With TIKA-605, you can now use Tika to parse geospatial file formats! To figure out how, read on.
If you're lucky this will work:
$ brew install gdal --complete
Note if you encounter errors while upgrading to Mavericks here, the answer is to first:
$ brew rm $(join <(brew leaves) <(brew deps gdal --complete ))
Note the above instructions are definitely Mac centric. We recommend checking out GDAL's Website for specific instructions on installing GDAL on your operating system.
Once GDAL is installed, the following command should be available on your path.
gdalinfo
Running gdalinfo
should produce something like:
Usage: gdalinfo [--help-general] [-mm] [-stats] [-hist] [-nogcp] [-nomd] [-norat] [-noct] [-nofl] [-checksum] [-proj4] [-listmdd] [-mdd domain|`all`]* [-sd subdataset] datasetname FAILURE: No datasource specified. |
If that works you are in business!
To use Tika and GDAL grab the 1.7-SNAPSHOT latest of Tika and then grab a geospatial file, e.g., this example will use a Flexible Image Transport System (FITS) file as an example.

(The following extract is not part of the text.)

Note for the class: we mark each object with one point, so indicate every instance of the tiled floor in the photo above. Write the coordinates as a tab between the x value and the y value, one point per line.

Then run:
java -jar tika-app-1.7-SNAPSHOT.jar -m WFPC2u5780205r_c0fx.fits
This should produce, e.g.,
ALLG-MAX: 3.777701E3 ALLG-MIN: -7.319537E1 ATODCORR: COMPLETE .. X-Parsed-By: org.apache.tika.parser.DefaultParser X-Parsed-By: org.apache.tika.parser.gdal.GDALParser |
If you see X-Parsed-By: ..GDALParser and a bunch of geospatial metadata, you are in business!
Once you have GDAL and a fresh build of Tika 1.7-SNAPSHOT (including Tika server), you can easily use Tika-Server with GDAL. For example, to post a FITS file to the server and get back its metadata, run the following commands:
java -jar /path/to/tika-server-1.7-SNAPSHOT.jar
curl -T /path/to/fits/image.fits http://localhost:9998/tika --header "Content-type: application/fits"
On TIKA-2684, Susan Borda, reports on some important steps to get a full FITS parse with GDAL. See Susan's comment, and her pointer to properly loading fitsio.